18 SPPG Beroperasi di Soppeng, Bupati Tekankan MBG Tak Boleh Keluar dari Standar
Soppeng, Sniperjurnalis.com, Program Makan Bergizi Gratis (MBG) di Kabupaten Soppeng terus berkembang. Hingga saat ini, sebanyak 18 Satuan Pelayanan Pemenuhan Gizi (SPPG) telah beroperasi untuk mendukung pelaksanaan program tersebut.
Di tengah semakin luasnya cakupan layanan, Bupati Soppeng mengingatkan seluruh mitra pelaksana agar tidak mengabaikan standar dalam penyelenggaraan MBG.
Penegasan itu disampaikan Bupati saat menghadiri Peringatan Maulid Nabi Muhammad SAW 1448 H/2026 M yang digelar Gabungan Mitra MBG Kabupaten Soppeng di Gedung Lapatau, Sabtu malam (12/9/2026).
Bupati menegaskan, MBG merupakan Program Strategis Nasional sehingga pelaksanaannya harus dilakukan sesuai mekanisme yang telah ditetapkan.
“Pemerintah daerah tidak main-main dan menaruh harapan besar kepada seluruh jajaran Gabungan Mitra MBG untuk menyukseskan penyelenggaraan MBG di Kabupaten Soppeng,” tegasnya.
Menurut Bupati, ada sejumlah aspek yang tidak boleh luput dari perhatian dalam setiap proses pelaksanaan MBG. Di antaranya kebersihan atau higienitas, pemenuhan standar gizi, kualitas bahan pangan serta ketepatan waktu penyajian.
Hal tersebut dinilai penting karena penerima manfaat MBG berasal dari kelompok yang membutuhkan asupan makanan berkualitas, seperti anak sekolah, santri, balita, ibu hamil dan ibu menyusui.

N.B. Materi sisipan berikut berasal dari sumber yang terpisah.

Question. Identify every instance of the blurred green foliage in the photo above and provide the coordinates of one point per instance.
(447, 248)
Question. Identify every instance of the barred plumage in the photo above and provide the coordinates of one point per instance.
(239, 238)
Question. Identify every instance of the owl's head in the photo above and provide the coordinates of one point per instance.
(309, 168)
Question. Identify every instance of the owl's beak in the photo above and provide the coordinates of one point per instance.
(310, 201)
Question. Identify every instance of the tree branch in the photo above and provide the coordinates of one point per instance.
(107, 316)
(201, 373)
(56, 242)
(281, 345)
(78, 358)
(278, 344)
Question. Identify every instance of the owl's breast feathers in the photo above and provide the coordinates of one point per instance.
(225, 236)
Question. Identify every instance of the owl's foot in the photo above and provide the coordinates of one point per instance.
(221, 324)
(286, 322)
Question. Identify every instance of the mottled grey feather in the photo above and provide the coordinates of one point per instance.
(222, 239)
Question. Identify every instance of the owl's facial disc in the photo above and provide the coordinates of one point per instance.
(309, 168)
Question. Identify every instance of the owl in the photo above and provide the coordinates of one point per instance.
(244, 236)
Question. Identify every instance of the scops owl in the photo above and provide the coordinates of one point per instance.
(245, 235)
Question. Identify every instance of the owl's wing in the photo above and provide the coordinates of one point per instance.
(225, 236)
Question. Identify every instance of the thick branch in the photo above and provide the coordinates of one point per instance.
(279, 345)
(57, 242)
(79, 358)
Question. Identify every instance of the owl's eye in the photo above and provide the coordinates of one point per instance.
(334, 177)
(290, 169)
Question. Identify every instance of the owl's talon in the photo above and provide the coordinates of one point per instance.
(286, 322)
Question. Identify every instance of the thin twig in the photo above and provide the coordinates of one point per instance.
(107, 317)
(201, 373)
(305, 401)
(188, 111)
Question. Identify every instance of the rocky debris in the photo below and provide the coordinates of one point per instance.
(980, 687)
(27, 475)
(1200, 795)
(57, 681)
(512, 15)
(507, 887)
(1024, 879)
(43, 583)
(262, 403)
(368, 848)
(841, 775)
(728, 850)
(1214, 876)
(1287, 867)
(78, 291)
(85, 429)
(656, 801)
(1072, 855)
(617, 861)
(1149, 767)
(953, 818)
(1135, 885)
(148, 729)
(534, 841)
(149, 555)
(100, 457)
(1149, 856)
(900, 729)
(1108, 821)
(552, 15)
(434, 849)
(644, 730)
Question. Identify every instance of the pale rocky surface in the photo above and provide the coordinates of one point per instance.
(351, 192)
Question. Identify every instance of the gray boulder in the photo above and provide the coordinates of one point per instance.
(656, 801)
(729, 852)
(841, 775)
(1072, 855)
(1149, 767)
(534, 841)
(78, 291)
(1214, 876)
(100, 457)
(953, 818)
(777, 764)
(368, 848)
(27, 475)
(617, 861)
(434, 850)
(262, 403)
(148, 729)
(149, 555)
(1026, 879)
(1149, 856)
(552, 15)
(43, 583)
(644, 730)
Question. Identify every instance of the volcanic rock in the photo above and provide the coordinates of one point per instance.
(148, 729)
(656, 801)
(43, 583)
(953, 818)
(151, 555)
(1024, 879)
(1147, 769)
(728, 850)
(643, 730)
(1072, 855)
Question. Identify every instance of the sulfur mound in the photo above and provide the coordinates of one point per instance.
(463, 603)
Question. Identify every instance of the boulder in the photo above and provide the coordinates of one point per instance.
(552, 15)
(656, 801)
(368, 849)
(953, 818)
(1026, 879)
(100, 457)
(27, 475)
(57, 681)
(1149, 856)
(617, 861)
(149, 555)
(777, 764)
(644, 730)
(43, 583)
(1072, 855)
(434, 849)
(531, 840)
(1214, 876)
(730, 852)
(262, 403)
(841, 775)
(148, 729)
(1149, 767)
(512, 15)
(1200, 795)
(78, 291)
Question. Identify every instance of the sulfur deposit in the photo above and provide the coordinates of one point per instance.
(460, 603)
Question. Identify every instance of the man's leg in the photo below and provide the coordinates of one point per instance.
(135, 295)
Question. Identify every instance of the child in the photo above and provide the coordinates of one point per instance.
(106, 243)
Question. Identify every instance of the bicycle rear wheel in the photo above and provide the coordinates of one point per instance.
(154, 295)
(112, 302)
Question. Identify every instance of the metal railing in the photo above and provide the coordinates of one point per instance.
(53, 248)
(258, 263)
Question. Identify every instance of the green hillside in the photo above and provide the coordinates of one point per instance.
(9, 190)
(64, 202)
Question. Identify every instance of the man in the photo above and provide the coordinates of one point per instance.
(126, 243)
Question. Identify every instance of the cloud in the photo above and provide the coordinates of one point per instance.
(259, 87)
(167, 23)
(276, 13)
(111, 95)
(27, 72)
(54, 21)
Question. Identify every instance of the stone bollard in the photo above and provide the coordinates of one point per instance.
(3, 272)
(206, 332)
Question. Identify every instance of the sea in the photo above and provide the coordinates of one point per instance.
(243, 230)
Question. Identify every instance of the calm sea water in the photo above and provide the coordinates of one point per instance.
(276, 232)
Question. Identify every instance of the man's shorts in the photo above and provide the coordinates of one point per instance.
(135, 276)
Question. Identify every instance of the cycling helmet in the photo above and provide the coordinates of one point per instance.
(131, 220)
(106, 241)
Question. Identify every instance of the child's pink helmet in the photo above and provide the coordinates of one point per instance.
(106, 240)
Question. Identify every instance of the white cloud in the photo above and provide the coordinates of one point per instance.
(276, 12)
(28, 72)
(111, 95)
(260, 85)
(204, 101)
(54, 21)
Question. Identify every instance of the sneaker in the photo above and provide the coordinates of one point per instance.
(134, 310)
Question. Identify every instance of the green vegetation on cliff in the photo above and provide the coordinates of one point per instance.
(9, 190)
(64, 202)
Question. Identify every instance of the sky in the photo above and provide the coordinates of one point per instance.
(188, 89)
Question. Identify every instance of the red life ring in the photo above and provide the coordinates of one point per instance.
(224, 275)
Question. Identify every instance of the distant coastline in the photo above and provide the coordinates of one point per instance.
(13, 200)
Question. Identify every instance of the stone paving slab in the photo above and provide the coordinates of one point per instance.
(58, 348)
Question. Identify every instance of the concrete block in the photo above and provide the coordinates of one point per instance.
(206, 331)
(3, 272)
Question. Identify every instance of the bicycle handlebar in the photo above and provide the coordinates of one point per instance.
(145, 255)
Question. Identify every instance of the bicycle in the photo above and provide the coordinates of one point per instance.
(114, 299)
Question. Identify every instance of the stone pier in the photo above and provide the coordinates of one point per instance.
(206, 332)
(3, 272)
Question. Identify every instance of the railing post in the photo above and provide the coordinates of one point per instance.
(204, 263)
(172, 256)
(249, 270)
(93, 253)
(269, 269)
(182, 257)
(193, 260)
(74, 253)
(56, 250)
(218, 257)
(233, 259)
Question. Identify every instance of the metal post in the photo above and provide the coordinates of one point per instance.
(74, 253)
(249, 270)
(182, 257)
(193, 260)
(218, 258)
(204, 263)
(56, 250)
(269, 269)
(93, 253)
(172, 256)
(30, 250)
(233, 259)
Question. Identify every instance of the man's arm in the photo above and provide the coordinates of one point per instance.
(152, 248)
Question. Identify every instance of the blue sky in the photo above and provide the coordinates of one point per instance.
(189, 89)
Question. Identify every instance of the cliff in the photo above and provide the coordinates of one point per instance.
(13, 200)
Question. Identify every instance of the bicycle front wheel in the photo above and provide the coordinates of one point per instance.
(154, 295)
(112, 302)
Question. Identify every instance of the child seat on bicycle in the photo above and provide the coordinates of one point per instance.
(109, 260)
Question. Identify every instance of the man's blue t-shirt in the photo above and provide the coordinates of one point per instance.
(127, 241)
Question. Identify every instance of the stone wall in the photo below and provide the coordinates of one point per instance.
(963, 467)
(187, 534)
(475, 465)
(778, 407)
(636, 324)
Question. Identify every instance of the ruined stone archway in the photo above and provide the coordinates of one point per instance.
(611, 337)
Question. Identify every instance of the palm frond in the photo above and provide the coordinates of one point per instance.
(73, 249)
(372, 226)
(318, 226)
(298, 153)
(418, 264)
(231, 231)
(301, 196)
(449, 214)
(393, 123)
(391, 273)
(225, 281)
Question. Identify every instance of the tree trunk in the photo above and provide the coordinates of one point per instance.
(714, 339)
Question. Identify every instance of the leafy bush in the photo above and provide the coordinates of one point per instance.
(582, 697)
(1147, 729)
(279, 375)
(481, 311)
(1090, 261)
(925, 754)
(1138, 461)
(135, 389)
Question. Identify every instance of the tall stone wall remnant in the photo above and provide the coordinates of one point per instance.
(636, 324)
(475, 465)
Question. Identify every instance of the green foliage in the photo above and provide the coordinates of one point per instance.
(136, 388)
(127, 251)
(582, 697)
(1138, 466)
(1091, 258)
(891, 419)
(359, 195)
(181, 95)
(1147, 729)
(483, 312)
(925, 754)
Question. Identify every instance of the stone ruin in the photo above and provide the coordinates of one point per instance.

Karena itu, kualitas tidak hanya dilihat ketika makanan sudah siap dibagikan. Pengawasan harus dilakukan sejak bahan pangan dipersiapkan hingga makanan selesai diolah di dapur SPPG dan diterima oleh penerima manfaat.
Pemkab Soppeng, kata Bupati, memberikan dukungan terhadap program tersebut sekaligus mengambil peran dalam pengawasan.
Sejumlah dukungan disiapkan, termasuk fasilitasi lahan untuk dapur SPPG, penyediaan dan verifikasi data riil penerima manfaat hingga penggunaan laboratorium daerah untuk melakukan pengujian sampel makanan.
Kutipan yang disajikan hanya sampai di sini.